Myelodysplastic syndrome (MDS)

Available tests Karyotyping; Fluorescence in situ hybridisation for:
MLL to detect 11q23 rearrangement;
D5S23,D5S721/EGR1 to detect del(5q31)/-5;
D7S486/CEP7 to detect del(7q31)/-7;
D20S108 to detect del(20q);
Chromosome 8 Alpha satellite to detect trisomy 8;
EVI to detect inv(3)/t(3;3);
PDGFRβ rearrangement in CMML
Clinical details: 
Cytogenetic abnormalities are detected in approximately 50% of patients with myelodysplastic syndrome (MDS). They can help in establishing a diagnosis of MDS, and are also a critical part of the revised International Prognostic Scoring System for MDS, where cytogenetic abnormalities are categorised into 5 prognostic groups making up the cytogenetic scoring system. Consequently cytogenetic analysis is crucial in optimising patient management.
Synonyms or keywords: 
Myelodyspalstic syndrome, MDS, del(5q) del(7q), monsomy 7 del(20q) Trisomy 8 EVI1, inv(3), t(3;3) PDGFRβ
Sample type and Volume required: 
Peripheral blood, bone marrow aspirate, as appropriate, minimum volume as available
Turnaround time: 
Current service turnaround times: Urgent 1-7 calendar days; Non-urgent 5-10 calendar days; National targets: Urgent samples 95% reported within 14 days; Non-urgent 95% reported within 21 days
Storage and transport: 
Peripheral blood in lithium heparin or bone marrow transport medium.
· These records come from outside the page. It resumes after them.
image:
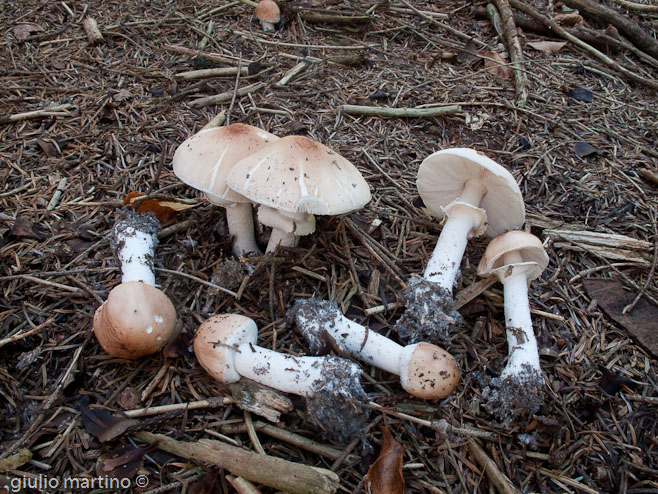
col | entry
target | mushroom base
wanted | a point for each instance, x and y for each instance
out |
(429, 315)
(514, 395)
(336, 404)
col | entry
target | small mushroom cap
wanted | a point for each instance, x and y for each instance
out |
(533, 256)
(216, 340)
(441, 178)
(136, 320)
(268, 11)
(298, 174)
(428, 371)
(204, 160)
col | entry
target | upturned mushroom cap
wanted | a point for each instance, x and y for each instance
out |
(136, 320)
(530, 249)
(268, 11)
(441, 178)
(204, 160)
(298, 174)
(428, 371)
(216, 340)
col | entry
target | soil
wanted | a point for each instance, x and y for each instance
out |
(582, 146)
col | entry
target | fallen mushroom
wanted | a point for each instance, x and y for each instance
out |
(204, 161)
(225, 346)
(474, 195)
(293, 179)
(426, 371)
(268, 13)
(516, 258)
(137, 319)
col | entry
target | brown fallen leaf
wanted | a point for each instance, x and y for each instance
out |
(547, 46)
(497, 65)
(611, 295)
(385, 474)
(165, 211)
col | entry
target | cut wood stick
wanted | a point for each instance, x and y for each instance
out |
(53, 111)
(377, 111)
(498, 479)
(191, 75)
(215, 57)
(94, 34)
(25, 334)
(192, 405)
(261, 469)
(294, 72)
(559, 30)
(516, 54)
(227, 96)
(318, 18)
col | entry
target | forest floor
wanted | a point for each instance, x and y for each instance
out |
(582, 147)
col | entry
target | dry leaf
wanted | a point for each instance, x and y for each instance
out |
(547, 46)
(14, 462)
(497, 65)
(385, 475)
(165, 211)
(24, 31)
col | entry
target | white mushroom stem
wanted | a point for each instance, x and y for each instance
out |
(135, 250)
(461, 220)
(241, 227)
(521, 341)
(286, 373)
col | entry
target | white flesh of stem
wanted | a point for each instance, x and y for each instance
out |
(518, 321)
(366, 345)
(286, 373)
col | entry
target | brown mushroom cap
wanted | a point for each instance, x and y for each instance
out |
(215, 342)
(268, 11)
(533, 256)
(204, 160)
(441, 178)
(136, 320)
(428, 371)
(298, 174)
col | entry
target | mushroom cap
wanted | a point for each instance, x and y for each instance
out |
(298, 174)
(136, 320)
(268, 11)
(215, 342)
(204, 160)
(441, 178)
(428, 371)
(533, 256)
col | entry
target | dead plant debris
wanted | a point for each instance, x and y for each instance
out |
(85, 122)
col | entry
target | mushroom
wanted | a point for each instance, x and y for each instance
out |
(426, 371)
(225, 346)
(293, 179)
(474, 195)
(517, 258)
(137, 319)
(204, 160)
(268, 13)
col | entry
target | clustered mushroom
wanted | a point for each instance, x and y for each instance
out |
(426, 371)
(137, 319)
(517, 258)
(225, 346)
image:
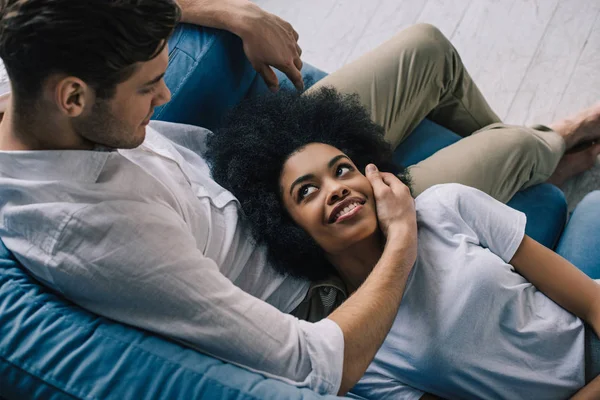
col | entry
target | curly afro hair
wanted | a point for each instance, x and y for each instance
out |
(248, 153)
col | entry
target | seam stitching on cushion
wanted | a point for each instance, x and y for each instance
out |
(39, 378)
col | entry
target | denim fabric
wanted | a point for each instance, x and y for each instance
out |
(544, 205)
(208, 74)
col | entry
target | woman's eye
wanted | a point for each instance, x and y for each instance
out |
(305, 191)
(148, 90)
(343, 170)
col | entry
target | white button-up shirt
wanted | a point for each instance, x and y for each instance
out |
(145, 237)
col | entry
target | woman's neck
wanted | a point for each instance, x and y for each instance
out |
(356, 262)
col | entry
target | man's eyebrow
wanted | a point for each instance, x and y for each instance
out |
(155, 80)
(300, 180)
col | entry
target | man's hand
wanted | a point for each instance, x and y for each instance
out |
(269, 41)
(395, 205)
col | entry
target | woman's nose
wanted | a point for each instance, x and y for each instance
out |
(338, 193)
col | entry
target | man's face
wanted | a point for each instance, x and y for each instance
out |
(121, 121)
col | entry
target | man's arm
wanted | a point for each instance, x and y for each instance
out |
(269, 41)
(143, 268)
(367, 316)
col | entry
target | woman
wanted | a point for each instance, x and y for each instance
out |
(471, 323)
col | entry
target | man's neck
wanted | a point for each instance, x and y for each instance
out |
(18, 134)
(355, 263)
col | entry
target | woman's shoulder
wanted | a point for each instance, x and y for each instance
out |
(445, 194)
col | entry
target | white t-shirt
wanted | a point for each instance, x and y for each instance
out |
(146, 237)
(469, 326)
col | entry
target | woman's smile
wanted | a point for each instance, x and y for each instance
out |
(346, 209)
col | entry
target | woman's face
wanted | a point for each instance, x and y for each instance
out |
(328, 197)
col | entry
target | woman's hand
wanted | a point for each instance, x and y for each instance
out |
(394, 203)
(395, 211)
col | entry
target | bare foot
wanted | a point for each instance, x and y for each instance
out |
(580, 128)
(574, 163)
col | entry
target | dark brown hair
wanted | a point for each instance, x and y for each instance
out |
(98, 41)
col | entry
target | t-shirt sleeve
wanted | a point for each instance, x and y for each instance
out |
(139, 264)
(490, 223)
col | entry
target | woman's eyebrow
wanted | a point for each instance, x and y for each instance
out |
(335, 159)
(300, 180)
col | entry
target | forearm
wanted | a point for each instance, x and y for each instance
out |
(367, 316)
(230, 15)
(558, 279)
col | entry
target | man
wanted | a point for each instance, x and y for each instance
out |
(122, 218)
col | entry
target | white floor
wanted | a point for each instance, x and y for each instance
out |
(534, 60)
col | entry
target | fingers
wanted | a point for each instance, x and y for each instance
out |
(374, 177)
(298, 63)
(269, 77)
(295, 75)
(394, 183)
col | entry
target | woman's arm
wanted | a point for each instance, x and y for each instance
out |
(560, 280)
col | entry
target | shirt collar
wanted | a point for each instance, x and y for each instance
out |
(49, 165)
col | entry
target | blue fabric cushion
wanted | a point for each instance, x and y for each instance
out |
(52, 349)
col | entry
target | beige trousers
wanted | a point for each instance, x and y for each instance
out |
(419, 74)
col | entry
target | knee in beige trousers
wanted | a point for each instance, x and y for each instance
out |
(419, 74)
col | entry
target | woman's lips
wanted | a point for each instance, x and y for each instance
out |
(349, 214)
(342, 205)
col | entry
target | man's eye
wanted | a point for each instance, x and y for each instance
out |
(305, 191)
(343, 170)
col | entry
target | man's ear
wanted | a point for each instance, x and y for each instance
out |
(73, 96)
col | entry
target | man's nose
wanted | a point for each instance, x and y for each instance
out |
(164, 95)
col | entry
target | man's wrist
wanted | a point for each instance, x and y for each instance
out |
(230, 15)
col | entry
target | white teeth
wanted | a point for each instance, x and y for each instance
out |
(346, 210)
All other samples in bone marrow transport medium. Do not spindown or freeze samples before sending. Samples must arrive within 24 hours
Oncology Cytogenetics Laboratory at Guy's Hospital
Genetics Department
Tower Wing - 5th Floor
Guy's Hospital
Great Maze Pond
London SE1 9RT

T: 020 7188 1715
For clinical advice or interpretation of results, please contact the laboratory in the first instance.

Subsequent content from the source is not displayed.